Analysis of SNPs and PTMs for rice
Setup.
Need to download zip file from a) https://drive.google.com/file/d/1ibemgNFD_2tT2rRUfxcRU51ZGnRN12ij and b) https://drive.google.com/file/d/1i-VKyKe3UqCTDrRUreB3iMqJJp1A6BuF.
These need to be unzipped and referenced following style in run_details.txt.
This reads run_details.txt, which has five parameters:
- Location of input file (see below for format)
- Location of where to write output
- threads=n where n is the number of threads available to the code
- Location of the SNP-Seek 3K Base SNP download (from above b)
- Location of the other Rice Databases needed (from above a)

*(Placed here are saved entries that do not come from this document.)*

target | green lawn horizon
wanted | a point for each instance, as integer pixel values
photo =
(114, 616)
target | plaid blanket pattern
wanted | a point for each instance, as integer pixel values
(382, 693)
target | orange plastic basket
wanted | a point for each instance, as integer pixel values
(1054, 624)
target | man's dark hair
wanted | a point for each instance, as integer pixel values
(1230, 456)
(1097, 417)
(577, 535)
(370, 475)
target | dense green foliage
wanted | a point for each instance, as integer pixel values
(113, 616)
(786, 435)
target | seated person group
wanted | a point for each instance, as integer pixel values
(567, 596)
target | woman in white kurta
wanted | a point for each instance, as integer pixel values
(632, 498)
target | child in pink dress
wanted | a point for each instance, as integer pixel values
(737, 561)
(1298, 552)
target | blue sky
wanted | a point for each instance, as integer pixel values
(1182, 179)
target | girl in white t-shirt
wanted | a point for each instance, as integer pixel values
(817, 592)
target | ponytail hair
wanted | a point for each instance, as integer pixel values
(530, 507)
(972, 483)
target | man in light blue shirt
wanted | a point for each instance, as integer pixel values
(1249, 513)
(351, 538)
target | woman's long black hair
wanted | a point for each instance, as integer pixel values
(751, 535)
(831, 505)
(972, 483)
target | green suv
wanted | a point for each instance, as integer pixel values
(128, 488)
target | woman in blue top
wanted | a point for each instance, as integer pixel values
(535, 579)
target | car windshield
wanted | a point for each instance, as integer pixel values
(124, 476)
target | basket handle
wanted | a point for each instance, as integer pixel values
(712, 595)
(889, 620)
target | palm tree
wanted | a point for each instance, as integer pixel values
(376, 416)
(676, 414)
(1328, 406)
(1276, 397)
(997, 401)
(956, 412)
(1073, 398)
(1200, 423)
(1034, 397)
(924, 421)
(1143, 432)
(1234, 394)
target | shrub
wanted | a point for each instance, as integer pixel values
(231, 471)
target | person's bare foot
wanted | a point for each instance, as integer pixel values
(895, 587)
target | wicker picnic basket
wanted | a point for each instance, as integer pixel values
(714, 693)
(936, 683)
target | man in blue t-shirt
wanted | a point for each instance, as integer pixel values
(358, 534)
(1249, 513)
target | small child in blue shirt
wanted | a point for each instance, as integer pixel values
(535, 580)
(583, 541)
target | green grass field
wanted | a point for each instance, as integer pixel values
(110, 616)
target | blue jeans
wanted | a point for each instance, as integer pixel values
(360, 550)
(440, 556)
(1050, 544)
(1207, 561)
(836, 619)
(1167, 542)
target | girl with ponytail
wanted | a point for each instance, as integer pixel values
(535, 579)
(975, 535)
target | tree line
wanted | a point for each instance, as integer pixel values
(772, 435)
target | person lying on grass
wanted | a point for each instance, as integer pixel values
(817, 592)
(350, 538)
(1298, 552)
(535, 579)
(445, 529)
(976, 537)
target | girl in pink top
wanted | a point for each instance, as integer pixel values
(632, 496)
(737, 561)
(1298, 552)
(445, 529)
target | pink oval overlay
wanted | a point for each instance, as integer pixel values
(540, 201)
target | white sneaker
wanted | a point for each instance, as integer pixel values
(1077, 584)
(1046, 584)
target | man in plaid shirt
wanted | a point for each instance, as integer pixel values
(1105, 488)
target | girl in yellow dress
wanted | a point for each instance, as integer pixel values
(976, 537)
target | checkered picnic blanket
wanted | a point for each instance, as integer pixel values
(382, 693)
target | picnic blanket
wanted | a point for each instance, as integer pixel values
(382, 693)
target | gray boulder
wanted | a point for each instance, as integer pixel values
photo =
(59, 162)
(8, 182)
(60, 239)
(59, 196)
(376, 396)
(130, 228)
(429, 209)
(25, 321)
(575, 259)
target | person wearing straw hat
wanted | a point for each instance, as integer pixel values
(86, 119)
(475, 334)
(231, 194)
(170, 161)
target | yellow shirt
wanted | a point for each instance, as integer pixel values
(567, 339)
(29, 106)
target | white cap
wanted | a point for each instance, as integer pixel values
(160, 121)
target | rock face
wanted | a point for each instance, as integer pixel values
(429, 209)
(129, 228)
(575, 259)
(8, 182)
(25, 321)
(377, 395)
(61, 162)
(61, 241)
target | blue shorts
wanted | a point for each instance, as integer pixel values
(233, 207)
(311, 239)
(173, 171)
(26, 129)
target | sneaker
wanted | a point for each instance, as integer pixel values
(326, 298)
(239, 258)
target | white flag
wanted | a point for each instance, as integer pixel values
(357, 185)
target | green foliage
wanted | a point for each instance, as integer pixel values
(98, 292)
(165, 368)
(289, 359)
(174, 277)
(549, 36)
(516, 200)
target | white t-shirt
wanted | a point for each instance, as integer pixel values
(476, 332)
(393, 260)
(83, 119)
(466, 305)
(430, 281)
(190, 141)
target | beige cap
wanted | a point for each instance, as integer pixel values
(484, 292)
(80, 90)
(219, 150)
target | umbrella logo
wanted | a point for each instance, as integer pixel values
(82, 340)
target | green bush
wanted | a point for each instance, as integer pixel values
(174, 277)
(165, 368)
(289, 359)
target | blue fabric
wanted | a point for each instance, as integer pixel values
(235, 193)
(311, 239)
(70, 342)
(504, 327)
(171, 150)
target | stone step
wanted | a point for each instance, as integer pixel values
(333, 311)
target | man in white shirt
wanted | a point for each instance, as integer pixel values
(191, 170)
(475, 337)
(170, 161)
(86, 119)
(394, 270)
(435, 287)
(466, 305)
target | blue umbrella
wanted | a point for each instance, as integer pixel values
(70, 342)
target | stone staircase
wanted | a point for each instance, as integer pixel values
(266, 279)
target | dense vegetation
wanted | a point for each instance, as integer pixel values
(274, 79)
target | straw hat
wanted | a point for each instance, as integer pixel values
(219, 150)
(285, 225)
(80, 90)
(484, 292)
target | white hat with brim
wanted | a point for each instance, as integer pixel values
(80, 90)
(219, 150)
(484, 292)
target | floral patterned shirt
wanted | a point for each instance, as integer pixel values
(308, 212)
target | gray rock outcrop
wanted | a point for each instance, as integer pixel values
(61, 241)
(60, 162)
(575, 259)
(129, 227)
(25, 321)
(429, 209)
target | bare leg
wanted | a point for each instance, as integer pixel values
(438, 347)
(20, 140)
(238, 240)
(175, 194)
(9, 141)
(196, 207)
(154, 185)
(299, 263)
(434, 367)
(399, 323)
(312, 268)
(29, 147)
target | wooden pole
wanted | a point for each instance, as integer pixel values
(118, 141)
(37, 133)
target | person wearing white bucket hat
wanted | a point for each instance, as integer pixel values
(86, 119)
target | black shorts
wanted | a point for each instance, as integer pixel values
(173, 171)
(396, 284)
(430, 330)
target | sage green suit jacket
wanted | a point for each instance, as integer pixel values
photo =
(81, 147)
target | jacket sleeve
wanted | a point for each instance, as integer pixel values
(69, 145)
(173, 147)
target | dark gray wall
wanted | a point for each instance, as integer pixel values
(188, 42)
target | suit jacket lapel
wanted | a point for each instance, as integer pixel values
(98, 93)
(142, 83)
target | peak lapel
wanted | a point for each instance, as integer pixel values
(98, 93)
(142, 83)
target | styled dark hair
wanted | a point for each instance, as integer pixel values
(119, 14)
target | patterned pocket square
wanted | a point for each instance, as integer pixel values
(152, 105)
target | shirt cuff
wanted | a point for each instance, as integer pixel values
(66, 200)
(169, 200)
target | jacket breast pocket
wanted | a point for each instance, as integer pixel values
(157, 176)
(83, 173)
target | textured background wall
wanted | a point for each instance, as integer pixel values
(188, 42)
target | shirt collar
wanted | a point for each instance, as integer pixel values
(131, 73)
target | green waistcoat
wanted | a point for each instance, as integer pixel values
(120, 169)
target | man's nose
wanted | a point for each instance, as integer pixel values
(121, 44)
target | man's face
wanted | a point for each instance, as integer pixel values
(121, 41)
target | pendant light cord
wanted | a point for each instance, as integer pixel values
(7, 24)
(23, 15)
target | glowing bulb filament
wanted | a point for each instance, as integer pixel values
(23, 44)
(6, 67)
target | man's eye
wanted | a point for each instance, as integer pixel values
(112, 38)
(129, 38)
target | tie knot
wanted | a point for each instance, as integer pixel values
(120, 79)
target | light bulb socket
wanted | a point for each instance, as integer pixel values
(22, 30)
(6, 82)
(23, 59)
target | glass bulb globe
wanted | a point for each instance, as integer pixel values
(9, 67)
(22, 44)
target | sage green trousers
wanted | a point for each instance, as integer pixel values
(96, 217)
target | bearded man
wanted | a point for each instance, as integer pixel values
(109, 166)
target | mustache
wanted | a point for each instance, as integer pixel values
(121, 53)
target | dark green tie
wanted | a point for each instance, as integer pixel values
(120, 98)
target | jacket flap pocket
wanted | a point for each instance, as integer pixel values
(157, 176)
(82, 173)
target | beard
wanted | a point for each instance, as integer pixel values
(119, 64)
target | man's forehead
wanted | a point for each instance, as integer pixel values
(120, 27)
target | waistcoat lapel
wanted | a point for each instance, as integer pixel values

The primary run for the code is done via CreateProteinAlignmentFromSNPSeek.py
The input file should have one RAP-DB or MSU transcript identifier per line, like this:
Os05t0392300-02 Os07t0694000-01 Os01t0549400-01 Os09t0103700-01 Os01t0614500-01 Os01t0588500-01 LOC_Os08g05540.1
The code goes off to SNP-Seek and downloads SNP info in json format. It then extracts the coordinates and bases. It recreates the protein sequence using gff snippets (in Databases) for any given gene, then switches in the base changes to create a new protein molecule.
If the json has been downloaded before, the code uses the cached (local) version.